Tech firm creates purification system which makes canal water drinkable

A technology firm has developed a new form of water purification that it is hoped will end reliance on bottled water – after testing it on Glasgow canals.

Around 24,000 homes in Scotland depend on bottled water which is expensive and unsustainable for the environment, or private water supplies which are expensive and difficult to maintain.

Of 1.3 billion plastic bottles bought daily, nearly 45% end up in the ocean after a single use, breaking down into microplastics, while traditional water purifiers often end up in landfill as they deteriorate quickly.

Technology company IF created a miniature vapour compression distillation system without consumable parts or chemicals, which works in 45 minutes to begin purifying previously untreatable water – and would get rid of parasites such as those seen in a recent outbreak in south-west England.

Pre-treated water compared to water which has been through the IF technology (IF/PA Wire).

Years of research, design, prototyping and tests helped with the development of technology proven to provide the purest water from previously unusable sources, including from the Glasgow canal water. IF also carries out hundreds of tests through independent, accredited laboratories.

The company received funding from Zero Waste Scotland and Edinburgh Climate Change Institute (ECCI) among others.

It has been taken up by Portsonachan Hotel & Lodges, Loch Awe, Highlands, which has tried alternatives to bottled water with no success due to peat in the water supplies, and has become the first business in Scotland to use the new technology.

Duncan Peters, founder and CEO of IF, said: “Access to safe drinking water is a global problem that is only getting harder as global warming, ageing infrastructure, industrial waste and modern contaminants gathers pace. This is why accelerating the path to clean, reliable water is so incredibly important in our lifetime.

“Water is also becoming harder to purify. It’s estimated that 93% of the world’s piped water now contains some form of microplastics, hormones, pesticides or other heavy metals. Traditional purifiers are just not designed to solve these problems, and as a result we’re turning more and more to environmentally damaging plastic bottles.

Portsonachan Hotel and Lodges on Loch Awe has adopted the technology (IF/PA)

“Globally, we’re using one million bottles of water every minute and that’s because we don’t trust the water quality that we have. Around 80% of single use plastic ends up in landfill, or eventually in the ocean poisoning the earth and making the problem worse for the next generation.

“Far more people are starting to pay attention to what’s in their drinking water as we learn more about so-called forever chemicals – which fail to fully break down – and other contaminants. At IF, we want to see a future where you can turn on a tap anywhere in the world and know that you have crystal clear water that is free from pollutants, 365 days a year.

“We’re starting that mission in Scotland where around 3.5% of the population currently rely on off-grid water sources every day. Because our unique purification technology can clean water from previously untreatable sources, we are confident that we can make a significant and immediate impact on access to safe and reliable water supplies globally.”

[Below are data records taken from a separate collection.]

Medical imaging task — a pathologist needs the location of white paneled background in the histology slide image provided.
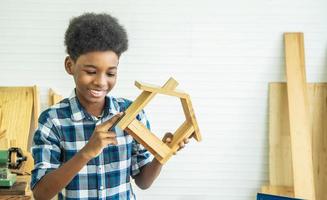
[0,0,327,200]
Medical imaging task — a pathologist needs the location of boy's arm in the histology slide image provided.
[32,113,122,199]
[135,133,188,190]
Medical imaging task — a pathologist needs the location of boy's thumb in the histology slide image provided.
[99,112,125,131]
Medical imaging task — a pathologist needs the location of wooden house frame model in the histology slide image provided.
[117,78,201,164]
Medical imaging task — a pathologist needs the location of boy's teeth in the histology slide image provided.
[90,90,103,96]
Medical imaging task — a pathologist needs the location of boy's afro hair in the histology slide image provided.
[65,13,128,61]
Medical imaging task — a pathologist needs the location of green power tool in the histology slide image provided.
[0,147,26,187]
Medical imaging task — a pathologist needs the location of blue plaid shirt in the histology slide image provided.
[31,91,150,200]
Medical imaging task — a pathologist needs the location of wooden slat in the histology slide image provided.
[117,78,178,130]
[269,83,327,199]
[169,121,194,152]
[135,81,188,98]
[308,83,327,200]
[284,33,315,200]
[269,83,293,187]
[0,87,33,150]
[180,96,202,141]
[48,88,63,106]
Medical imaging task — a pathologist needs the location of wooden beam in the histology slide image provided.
[117,78,178,130]
[269,83,293,187]
[0,87,33,151]
[269,83,327,199]
[261,185,294,197]
[126,119,171,161]
[284,33,315,200]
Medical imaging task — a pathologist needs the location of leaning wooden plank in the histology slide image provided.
[0,87,33,150]
[284,33,315,200]
[269,83,327,199]
[269,83,293,187]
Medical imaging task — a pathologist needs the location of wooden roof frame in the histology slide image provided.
[117,78,201,164]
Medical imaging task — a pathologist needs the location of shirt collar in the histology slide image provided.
[69,89,119,121]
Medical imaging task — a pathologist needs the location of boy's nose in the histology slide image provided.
[93,74,106,87]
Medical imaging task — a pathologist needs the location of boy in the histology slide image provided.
[31,13,188,199]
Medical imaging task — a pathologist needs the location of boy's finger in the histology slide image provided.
[99,112,123,131]
[162,133,174,142]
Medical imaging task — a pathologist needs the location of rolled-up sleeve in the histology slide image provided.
[131,110,151,177]
[31,111,61,189]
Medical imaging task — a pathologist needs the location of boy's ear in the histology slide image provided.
[65,56,74,75]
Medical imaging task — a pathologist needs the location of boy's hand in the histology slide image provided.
[81,113,123,159]
[162,133,189,155]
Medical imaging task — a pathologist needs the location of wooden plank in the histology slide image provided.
[126,119,171,161]
[181,97,202,141]
[135,81,188,98]
[269,83,293,187]
[261,185,294,197]
[169,121,194,153]
[284,33,315,200]
[269,83,327,199]
[33,85,41,132]
[308,83,327,200]
[0,182,27,196]
[117,91,156,130]
[0,108,6,140]
[0,87,33,150]
[117,78,178,130]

Portsonachan Hotel and Lodges, located on Loch Awe, Scottish Highlands, buys over 90,000 litres of bottled water each year due to peated water supplies which create “brown water”, adding an additional £13,000 to its operating costs.

Hotelier David Parker said: “Our water is currently a peaty brown colour which is met with various reactions from guests – ranging from amusement to horror. They expect clean, pure water during their holiday. But our challenge is far from unique. This is a problem that is replicated across many hospitality businesses and indeed homes around the west of Scotland.

“We’ve tried several different and more traditional purification methods over the years, including a £30,000 centralised system that has never worked. Relying on bottled water has been our only solution up until now.

“Sustainability is core to our values but we also need reliable, crystal clear water. We need a solution that is low maintenance, reliable and easy to install.

“We’re proud to be the first hospitality business in Scotland to be introducing IF’s technology so that we can stop purchasing thousands of litres of bottled water each year and give our visitors access to high-quality water.”